Será, por tanto, necesario rescatar un asunto tan complejo e importante del ámbito exclusivo e impenetrable del poder estatal, el Ejecutivo por más señas. Ahora bien, si todos tenemos derecho a que se ventilen los distintos aspectos de esta problemática, es cierto que los más capacitados para contribuir a una solución efectiva y equitativa –siendo ellos los dolientes desde el inicio de la Conquista– son los propios indígenas, quienes desde años atrás vienen haciendo sus autodemarcaciones territoriales, que en buena lógica habrán de ser el fundamento de una decisión justa, respetuosa de la historia y cultura de estos pueblos y comunidades. También tiene peso específico el conjunto de investigaciones realizadas por científicos y profesionales dedicados a la causa. Como nada es definitivo ni inapelable serán bienvenidas las opiniones y, mejor aún, los conocimientos de otros sectores e incluso individualidades no necesariamente dedicadas al tema indígena, en su condición de ciudadanos venezolanos. Sea como fuere, hay algunos puntos que no se podrán obviar. La continuidad futura de las culturas indígenas, aun modificadas por el contacto permanente con el resto del país y del mundo, demanda tierras y territorios de una significativa extensión geográfica. Pero eso no iría en detrimento de la nación venezolana como un todo, dada la extrema sensibilidad y vulnerabilidad ecológica de la mayoría de las zonas donde se desenvuelven comunidades autóctonas.

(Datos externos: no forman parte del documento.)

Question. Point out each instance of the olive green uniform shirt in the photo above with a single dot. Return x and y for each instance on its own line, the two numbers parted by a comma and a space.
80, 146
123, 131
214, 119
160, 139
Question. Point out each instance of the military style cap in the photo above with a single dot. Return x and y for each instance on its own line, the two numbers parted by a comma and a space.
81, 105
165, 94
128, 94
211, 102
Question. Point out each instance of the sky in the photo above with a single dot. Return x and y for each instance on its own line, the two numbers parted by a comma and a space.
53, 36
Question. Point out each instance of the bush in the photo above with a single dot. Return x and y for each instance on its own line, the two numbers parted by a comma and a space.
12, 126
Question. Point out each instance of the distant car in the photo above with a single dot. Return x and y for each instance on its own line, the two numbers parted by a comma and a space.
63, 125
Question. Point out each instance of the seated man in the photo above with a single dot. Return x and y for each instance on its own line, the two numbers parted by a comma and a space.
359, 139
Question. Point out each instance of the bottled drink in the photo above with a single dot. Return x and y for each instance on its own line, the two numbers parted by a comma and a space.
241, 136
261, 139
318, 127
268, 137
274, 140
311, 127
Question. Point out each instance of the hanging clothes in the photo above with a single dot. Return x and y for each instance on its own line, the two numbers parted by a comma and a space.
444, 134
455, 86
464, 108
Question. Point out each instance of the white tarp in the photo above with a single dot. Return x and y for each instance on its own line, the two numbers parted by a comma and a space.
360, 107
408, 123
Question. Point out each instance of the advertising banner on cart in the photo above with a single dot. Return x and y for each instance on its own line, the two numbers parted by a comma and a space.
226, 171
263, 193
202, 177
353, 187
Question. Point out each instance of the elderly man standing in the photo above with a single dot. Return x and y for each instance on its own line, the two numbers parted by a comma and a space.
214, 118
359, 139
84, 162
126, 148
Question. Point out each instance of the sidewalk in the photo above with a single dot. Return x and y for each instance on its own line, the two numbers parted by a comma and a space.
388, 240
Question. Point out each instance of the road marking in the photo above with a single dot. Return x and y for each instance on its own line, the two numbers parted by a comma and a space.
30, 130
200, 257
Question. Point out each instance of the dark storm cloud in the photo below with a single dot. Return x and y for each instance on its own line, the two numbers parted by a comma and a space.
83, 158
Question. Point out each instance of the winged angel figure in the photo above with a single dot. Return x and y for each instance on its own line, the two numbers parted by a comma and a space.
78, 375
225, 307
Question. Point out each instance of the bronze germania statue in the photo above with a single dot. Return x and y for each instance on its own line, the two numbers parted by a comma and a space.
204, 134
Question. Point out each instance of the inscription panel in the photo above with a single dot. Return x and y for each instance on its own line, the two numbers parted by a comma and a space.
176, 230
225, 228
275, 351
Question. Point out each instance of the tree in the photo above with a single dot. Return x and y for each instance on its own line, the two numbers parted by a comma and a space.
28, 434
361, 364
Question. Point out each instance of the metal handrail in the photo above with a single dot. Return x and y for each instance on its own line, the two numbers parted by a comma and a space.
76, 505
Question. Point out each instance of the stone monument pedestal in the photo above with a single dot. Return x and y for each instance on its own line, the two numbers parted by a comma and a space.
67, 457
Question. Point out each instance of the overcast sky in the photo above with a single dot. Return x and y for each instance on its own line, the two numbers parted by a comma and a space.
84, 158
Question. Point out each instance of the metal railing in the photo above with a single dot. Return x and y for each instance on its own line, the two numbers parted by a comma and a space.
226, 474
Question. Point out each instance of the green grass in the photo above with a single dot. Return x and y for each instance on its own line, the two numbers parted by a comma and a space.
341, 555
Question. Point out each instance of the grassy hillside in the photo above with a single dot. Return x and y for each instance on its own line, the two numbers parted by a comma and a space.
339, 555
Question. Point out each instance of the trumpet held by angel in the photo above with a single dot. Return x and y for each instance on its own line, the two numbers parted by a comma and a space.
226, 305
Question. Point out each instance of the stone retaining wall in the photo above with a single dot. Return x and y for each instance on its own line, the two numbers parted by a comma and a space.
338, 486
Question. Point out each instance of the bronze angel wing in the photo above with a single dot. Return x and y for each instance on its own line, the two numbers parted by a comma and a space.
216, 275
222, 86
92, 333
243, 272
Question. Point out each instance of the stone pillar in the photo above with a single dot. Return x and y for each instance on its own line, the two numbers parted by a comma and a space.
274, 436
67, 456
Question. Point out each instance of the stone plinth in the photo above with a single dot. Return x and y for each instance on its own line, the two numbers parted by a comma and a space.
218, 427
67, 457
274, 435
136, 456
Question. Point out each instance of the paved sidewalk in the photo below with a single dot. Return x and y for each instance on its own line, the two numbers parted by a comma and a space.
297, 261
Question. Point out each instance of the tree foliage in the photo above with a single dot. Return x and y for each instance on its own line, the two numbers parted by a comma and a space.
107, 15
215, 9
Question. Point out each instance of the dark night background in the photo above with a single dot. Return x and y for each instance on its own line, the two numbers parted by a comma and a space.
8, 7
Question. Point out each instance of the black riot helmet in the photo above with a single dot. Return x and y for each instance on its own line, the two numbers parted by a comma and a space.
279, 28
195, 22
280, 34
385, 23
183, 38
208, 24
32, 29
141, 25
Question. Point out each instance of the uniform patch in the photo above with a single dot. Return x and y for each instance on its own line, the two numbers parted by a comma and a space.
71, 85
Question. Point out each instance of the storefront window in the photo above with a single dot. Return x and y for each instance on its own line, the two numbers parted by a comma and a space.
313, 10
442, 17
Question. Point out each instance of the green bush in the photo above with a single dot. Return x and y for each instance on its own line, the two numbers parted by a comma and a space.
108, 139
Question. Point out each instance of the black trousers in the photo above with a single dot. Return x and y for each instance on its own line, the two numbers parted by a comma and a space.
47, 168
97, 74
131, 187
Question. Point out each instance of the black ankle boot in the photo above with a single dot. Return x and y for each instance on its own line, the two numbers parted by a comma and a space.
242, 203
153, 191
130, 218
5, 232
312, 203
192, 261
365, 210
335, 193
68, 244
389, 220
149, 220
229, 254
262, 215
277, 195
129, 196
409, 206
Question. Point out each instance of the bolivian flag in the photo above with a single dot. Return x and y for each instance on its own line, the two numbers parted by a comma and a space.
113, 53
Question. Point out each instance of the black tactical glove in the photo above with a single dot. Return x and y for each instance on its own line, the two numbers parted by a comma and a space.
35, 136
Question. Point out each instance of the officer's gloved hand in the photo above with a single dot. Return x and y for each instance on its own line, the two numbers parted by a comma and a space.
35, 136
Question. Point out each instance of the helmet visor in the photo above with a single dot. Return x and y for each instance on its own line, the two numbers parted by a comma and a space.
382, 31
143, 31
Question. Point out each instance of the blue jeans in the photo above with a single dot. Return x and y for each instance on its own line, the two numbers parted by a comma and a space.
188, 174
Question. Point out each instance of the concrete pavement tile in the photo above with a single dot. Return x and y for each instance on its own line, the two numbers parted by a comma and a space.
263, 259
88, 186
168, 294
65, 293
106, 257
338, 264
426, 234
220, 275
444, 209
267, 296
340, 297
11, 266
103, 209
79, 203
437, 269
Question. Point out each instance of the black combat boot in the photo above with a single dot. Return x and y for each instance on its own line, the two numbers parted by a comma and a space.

Tenemos inclusive un ejemplo muy cercano a nosotros, aunque no único: la demarcación que está a punto de culminar la República Federativa del Brasil. Sin ignorar una cantidad de intereses contrarios a dicho proceso, el alto Ejecutivo del país líder del Continente ha optado –ante el asombro de numerosos ciudadanos y de la casta militar muy en especial– por delimitar, como propiedad colectiva de sus comunidades indígenas, extensos territorios en gran parte situados en zonas fronterizas del país. El razonamiento subyacente enfatiza la prioridad de conservar la Amazonía y otros ecosistemas delicadísimos, ahora casi únicos en el mundo, para bien del pueblo brasileño, del resto de la humanidad, de la bio-sociodiversidad allí presente y –no me hace mella decirlo– con el fin de responder cabalmente al desafío universal que implica la supervivencia de todo el planeta. Dicho en otros términos, las comunidades originarias son los garantes a futuro no sólo del equilibrio ambiental sino de la soberanía de este gran país, en tanto formación geopolítica. Ese concepto de “soberanía”, tan utilizado hoy día por todas las ideologías y corrientes de opinión, posee un sentido integral, vale decir, no limitado a lo militar, lo económico; menos aún a lo coyuntural en esa febril carrera por el poder omnímodo, que tiende a soslayar hasta los requisitos mínimos de la sostenibilidad y sustentabilidad. Si no procedemos así, ¿dé que valdría el día de mañana o pasado una flamante soberanía estatolátrica despojada de sus riquezas naturales y humanas, ya desprovista de toda viabilidad presente y futura de manera irreversible?

Con el respeto y solidaridad recíprocos que siempre ha de prevalecer en el seno de la izquierda crítica nacional y mundial, le saluda muy atentamente, Esteban Emilio Mosonyi.